Enhancement of CBM well fracturing through stimulation of cleat permeability by ultra-fine particle injection

Abstract

Coal permeability declines due to fracture closure during the dewatering stage. A new technique for stimulation of natural coal cleats through ultra-fine and ultra-light high-strength particle injection into a coal fracture system is proposed. Coupling this technique with hydraulic fracturing treatment resulted in particles entering cleats under leak-off conditions. The following optimal water-based coreflood experimental conditions were determined by applying Derjaguin-Landau-Verwey-Overbeek (DLVO) theory to the interaction between glass particles and the coal matrix: stability of a particle-based suspension (no agglomeration); repulsion between particles and the coal matrix; and, immobilisation of coal natural fines. At these conditions, these particles were placed inside cleats and were not attached to the cleat entrance, leading to less external cake formation; no formation damage due to fines migration was observed.
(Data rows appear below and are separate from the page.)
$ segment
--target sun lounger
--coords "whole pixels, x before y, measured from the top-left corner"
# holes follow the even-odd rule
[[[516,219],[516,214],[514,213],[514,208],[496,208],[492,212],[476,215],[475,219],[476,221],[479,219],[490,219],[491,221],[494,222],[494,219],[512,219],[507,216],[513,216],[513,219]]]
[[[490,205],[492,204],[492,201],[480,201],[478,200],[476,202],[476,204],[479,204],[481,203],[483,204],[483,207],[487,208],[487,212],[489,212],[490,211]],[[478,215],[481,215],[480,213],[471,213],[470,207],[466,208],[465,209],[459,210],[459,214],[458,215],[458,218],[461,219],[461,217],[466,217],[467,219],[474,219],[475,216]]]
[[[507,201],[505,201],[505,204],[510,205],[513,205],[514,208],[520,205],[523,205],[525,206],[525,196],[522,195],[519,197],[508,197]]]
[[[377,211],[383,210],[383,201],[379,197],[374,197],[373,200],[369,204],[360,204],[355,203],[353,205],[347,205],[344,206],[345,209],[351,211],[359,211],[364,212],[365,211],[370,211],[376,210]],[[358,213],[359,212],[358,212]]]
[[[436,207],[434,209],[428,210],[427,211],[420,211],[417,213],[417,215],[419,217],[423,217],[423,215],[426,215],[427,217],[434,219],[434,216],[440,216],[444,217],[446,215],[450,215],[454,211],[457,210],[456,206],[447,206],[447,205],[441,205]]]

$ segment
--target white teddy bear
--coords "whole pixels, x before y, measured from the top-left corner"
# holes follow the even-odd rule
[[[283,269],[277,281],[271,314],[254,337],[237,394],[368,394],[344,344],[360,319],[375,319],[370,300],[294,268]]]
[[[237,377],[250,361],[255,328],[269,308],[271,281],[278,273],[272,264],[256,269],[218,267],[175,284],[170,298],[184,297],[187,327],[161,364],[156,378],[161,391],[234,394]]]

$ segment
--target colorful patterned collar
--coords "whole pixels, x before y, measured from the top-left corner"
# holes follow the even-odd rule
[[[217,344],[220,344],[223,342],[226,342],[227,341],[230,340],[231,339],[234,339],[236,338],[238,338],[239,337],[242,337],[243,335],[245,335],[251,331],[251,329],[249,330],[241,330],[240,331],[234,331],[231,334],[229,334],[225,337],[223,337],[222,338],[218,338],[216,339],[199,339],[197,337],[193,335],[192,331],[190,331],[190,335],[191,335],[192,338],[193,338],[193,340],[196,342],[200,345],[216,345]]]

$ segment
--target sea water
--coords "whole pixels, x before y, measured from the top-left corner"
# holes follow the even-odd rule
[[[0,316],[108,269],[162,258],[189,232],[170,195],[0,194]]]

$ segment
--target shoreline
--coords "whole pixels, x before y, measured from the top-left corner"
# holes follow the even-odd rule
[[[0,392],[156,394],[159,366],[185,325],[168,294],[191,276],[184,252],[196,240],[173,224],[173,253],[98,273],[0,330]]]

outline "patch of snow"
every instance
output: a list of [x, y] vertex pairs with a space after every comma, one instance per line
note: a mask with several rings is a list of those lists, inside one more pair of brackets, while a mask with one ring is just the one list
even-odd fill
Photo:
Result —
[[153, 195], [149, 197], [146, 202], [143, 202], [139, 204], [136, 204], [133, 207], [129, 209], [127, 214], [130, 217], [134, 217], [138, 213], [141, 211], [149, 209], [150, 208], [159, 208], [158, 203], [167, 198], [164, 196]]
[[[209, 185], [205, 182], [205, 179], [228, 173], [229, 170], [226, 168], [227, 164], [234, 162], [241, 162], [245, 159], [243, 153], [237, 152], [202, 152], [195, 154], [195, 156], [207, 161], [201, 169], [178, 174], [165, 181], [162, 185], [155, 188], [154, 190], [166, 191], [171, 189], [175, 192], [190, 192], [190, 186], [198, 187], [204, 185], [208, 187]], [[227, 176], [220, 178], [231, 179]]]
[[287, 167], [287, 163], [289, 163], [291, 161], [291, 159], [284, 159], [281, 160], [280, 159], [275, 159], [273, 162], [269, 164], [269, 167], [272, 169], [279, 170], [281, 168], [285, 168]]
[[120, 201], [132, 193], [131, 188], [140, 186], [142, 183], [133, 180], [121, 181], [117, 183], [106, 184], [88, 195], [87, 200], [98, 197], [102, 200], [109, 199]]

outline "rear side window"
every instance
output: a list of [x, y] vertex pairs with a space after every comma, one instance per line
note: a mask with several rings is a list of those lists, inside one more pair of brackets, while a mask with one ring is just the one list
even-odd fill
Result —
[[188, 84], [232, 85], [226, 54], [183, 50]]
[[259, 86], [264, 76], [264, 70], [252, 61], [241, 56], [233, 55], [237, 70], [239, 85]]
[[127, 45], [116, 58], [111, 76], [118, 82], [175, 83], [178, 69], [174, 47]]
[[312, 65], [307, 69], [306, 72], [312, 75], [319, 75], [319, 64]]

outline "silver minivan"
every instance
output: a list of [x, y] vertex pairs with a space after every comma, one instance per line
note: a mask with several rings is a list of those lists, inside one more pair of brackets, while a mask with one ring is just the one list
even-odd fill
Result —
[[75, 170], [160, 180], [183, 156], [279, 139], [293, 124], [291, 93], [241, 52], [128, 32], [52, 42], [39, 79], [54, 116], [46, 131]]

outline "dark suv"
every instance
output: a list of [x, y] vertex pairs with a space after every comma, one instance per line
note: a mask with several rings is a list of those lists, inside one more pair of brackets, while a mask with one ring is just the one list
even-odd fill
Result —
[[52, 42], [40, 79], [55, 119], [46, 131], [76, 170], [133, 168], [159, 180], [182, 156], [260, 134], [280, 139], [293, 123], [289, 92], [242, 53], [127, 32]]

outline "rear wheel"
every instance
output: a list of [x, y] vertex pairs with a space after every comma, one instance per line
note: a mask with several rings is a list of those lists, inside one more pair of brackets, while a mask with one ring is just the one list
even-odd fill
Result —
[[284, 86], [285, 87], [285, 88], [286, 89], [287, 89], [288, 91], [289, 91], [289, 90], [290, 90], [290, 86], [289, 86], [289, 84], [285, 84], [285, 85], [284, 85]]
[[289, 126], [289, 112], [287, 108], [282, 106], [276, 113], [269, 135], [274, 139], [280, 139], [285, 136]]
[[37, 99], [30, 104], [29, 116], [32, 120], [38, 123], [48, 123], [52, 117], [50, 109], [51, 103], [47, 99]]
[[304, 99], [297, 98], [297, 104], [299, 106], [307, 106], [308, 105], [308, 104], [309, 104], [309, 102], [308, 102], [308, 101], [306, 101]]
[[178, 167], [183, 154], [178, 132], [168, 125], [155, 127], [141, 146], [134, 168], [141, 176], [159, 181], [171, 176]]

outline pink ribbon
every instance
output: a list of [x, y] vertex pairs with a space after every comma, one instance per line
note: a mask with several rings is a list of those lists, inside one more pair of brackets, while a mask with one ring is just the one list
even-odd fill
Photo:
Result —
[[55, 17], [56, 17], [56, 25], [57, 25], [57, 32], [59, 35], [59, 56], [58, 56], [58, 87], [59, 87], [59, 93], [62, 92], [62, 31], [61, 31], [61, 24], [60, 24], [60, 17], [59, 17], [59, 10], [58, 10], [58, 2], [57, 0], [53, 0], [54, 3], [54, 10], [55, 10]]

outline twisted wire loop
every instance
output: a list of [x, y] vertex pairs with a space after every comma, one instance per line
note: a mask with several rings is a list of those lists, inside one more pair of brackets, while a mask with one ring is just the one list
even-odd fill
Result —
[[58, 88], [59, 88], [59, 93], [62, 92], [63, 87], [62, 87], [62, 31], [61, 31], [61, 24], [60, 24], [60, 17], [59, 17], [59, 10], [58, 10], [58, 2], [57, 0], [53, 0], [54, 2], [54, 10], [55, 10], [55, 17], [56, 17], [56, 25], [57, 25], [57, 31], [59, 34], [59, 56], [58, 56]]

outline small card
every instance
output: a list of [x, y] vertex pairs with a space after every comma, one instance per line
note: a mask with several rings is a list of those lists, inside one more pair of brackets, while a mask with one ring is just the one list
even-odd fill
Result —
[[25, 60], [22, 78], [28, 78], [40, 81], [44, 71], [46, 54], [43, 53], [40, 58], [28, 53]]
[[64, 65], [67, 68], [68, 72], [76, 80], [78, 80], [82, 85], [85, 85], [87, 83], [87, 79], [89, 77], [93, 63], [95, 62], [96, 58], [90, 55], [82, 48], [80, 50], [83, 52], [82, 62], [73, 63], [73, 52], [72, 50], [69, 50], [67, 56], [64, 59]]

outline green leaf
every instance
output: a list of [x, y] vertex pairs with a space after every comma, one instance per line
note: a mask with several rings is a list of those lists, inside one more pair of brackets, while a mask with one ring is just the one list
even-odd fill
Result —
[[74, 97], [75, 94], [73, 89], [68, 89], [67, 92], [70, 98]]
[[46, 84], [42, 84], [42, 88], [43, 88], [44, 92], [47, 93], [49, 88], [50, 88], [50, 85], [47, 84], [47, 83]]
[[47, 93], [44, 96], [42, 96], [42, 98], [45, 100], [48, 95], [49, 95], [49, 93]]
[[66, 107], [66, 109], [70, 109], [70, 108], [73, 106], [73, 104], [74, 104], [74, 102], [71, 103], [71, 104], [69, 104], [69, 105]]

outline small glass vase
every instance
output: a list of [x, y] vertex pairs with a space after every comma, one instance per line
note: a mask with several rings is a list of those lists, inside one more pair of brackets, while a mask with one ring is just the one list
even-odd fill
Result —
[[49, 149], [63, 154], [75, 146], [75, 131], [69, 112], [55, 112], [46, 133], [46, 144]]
The experimental study was carried out on some bituminous coal samples. Micro-sized glass particles were injected into a coal core at minimum effective stress until core permeability decreased to a value predetermined by a mathematical model. An increase of the effective stress to its maximum value by injection of particle-free water resulted in an approximate three-times increase in coal permeability, when compared to the original value. The proposed technique can be used for stimulation of a natural fracture network in conventional and unconventional reservoirs, as well as for the enhancement of conductivity of micro-fractures around the hydraulically induced fractures. These particles can be used as a non-damaging leak-off additive during hydraulic fracturing stimulation treatments leading to long-term fracture conductivity.